Shift Left on Performance

Performance testing is often a major bottleneck in the productization of software. Performance tests are normally ran late in the development lifecycle, require a lot of manual intervention and regressions are detected often after a long bake time.

Shifting from versioned products to continual delivered services changes the risk profile of performance regressions and requires a paradigm shift for managing performance testing.

Problem Statement

How can performance engineering teams enable Eng / QE / SRE to integrate Performance Testing into their workflows, to reduce the risk that performance regressions propagate through to product releases and production services?

Typical Product Workflow

A typical "boxed product"^[1] productization workflow can be represented by;

The key issues that this type of workflow has;

There is a break in continuity between tag build and release stages of the CI Build pipeline
Development, build and performance testing are performed by different teams, each passing async messages between teams
The feedback loop to developers is manual and slow
There is a lot of manual analysis performed, often with ad-hoc data capture and reporting

The above scenario generally develops due to a number of factors;

Dedicated performance environments are costly and difficult to setup and manage
Performance Analysis (including system performance monitoring and analysis) is generally a specialized role, concentrated in small teams
The time required to manage reliable/accurate benchmarks is often a time sink

Whats the problem?

The further into the development cycle performance testing occurs, the more costly it is to fix performance bugs.^[2]

Over the years, methodologies have developed to allow functional tests to be performed earlier in the development lifecycle, reducing the time between functional regressions being introduced and discovered.

This has the benefits of;

Push earlier into development cycle
Discover quality issues more quickly
Reduce cost to fix
Reduce test & deploy cycles

Functional issues are typically easier to fix than Performance issues because they involve specific, reproducible errors in the software’s behavior; therefore, performance testing should be "Shifted-Left" in the same way that functional testing has been

What does it mean to Shift left?

In the traditional Waterfall model for software development, shift left means pushing tests earlier into the development cycle;

source: https://insights.sei.cmu.edu/blog/four-types-of-shift-left-testing/

In the Agile world

For continually delivered services, "shifting left" incudes an additional dimension;

source: https://insights.sei.cmu.edu/blog/four-types-of-shift-left-testing/

Not only do we want to include performance tests earlier in the dev/release cycle, we also want to ensure that the full suite of performance tests (or any proxy performance tests) captures performance regressions before multiple release cycles have occurred.

Risks in the managed service world

Managed services changes the risk associated with a software product;

Multiple, Rapid dev cycles; the time period between development and release is greatly reduced
Probability of releasing a product with a performance regression increased
Performance Regressions will effect all customers, immediately

Performance Shift-Left Workflow

In order to manage the changed risk profile of managed services compared to boxed products, an new methodology is required;

In a "Shifted-left" model;

Code Repository Bots allow performance engineers to initiate Upstream Performance Tests against open Pull Requests, returning comparative performance data to workflow that the engineer uses in the day-to-day job.
Integrated Performance Threshold tests provide automated gating of acceptable levels of performance
Continual Performance Testing allows for analyzing trends over time, scaling, soak and chaos type testing, asynchronously from the CI/CD build pipeline
Automated Regression Detection provides automated tooling for detecting catastrophic performance regression related to a single commit, or creeps in performance degradation over time

Continual analysis is performed by experienced engineers, but the process does not require manual intervention with each release.

Engineers are free to focus on implementing features and not worry about performance regressions.

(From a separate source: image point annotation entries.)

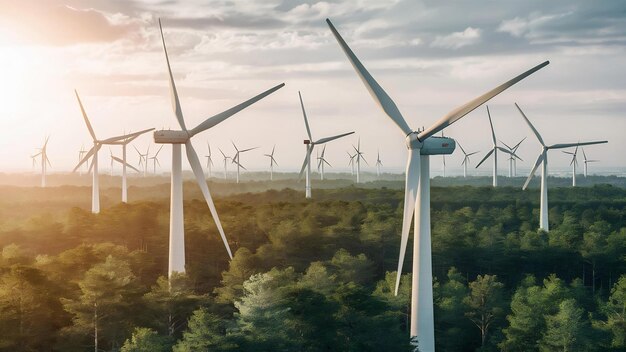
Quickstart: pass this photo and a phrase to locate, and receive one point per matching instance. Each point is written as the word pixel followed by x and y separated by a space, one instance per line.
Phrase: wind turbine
pixel 513 157
pixel 209 161
pixel 93 152
pixel 379 163
pixel 177 138
pixel 465 159
pixel 310 144
pixel 225 163
pixel 543 160
pixel 45 162
pixel 320 163
pixel 351 163
pixel 421 144
pixel 143 159
pixel 494 151
pixel 272 162
pixel 587 161
pixel 236 158
pixel 573 163
pixel 358 156
pixel 155 161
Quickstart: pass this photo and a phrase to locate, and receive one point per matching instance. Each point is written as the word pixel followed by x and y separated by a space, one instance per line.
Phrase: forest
pixel 313 275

When regressions are detected, the information they need to identify the root cause is readily available, in a suitable format.

Code Repository Bots

Code Repository Bots initiate performance tests against PR’s. Their purpose is to allow engineers to make a decision on whether to merge a PR or not. The results need to be actionable by engineers. Profiling data should also be provide to allow engineers to understand what their changes are doing

Receive report & analysis of impact of changes to key performance metrics

Allow automated capture of profiling data of system under load, allowing engineers to see what their changes are doing under realistic scenarios

Triggered from CI/CD pipeline
Automatic / Manual
Performance Results reported in PR
Actionable data for engineers (results/profiles added the PR’s to keep all information co-located for each PR)

Integrated Performance Thresholds

The aim of Integrated Performance Tests is to determine whether a release meets acceptable levels of performance with respect to customer expectations, not to capture changes over time. The results need to be automatically calculated and should provide a boolean Pass/Fail result.

Pass/Fail criteria - the same as functional tests, the performance should be either be acceptable, or not-acceptable
Fully automated - not manual intervention / analysis
Focused on user experience
Threshold based?
Integrated with QE tools
Portable Tests
Limits Thresholds defined by CPT

Continual Performance Testing

The aim of Continual Performance Testing is to perform larger scale performance workloads, that can take time to perform.

These tests can include;

Large scale end-to-end testing
Soak tests
Chaos Testing
Trend analysis
Scale testing
Automated tuning of environment
Detailed profiling and analysis work

Automatic Change Detection

Automated tools that allow detection of changes in key performance metrics over time. Tools such as Horreum^[3] can be configured to monitor key performance metrics for particular products and cen be integrated into existing workflows and tools to raise alerts/block build pipelines when a significant change is detected.

The key to incorporating automated tools into the CI/CD pipeline is for the ability for the tools to integrated seamlessly into existing CI/CD pipelines and provide accurate, actionable events.

Continual Profiling & Monitoring

Not all performance issues will be caught during the development lifecycle. It is crucial that production systems are capturing sufficient performance related data that allows performance issues to be identified in production. The data needs to be of sufficient resolution to be able to perform a root case analysis during a post mortem, or provide information to be able to test for the performance issue in the CI/CD pipeline.

Integration with Analytical Tools

In order to understand the performance characteristic of a service running in production, all of the performance metrics captured at different stages of testing (dev, CI/CD, production) need to be accessible for a performance engineer to analyse.

This requires the performance metrics to be collocated, and available for analysis by tools, e.g. statistical analysis tools.

Further Tooling to assist Product Teams

Other tools that can help product teams with performance related issues are;

Performance Bisect: perform an automated bisect on source repository, running performance test(s) each time to automatically identify the code merge that introduced the performance regression
Automated profiling analysis: AI/ML models to automatically spot performance issues in profiling data
Proxy Metrics: System metrics captured during functional testing that will provide an indication that a performance/scale issue will manifest at runtime
Automatic tuning of service configuration: Using Hyper-Parameter Optimization^[4] to automatically tune configuration space of a service to optimize the performance for a given target environment/workload

1. A product that is shipped to customers, either physically or electronically, typically with a multi-month/year release cadence

2. https://www.nist.gov/system/files/documents/director/planning/report02-3.pdf

3. https://horreum.hyperfoil.io/

4. https://github.com/kruize/hpo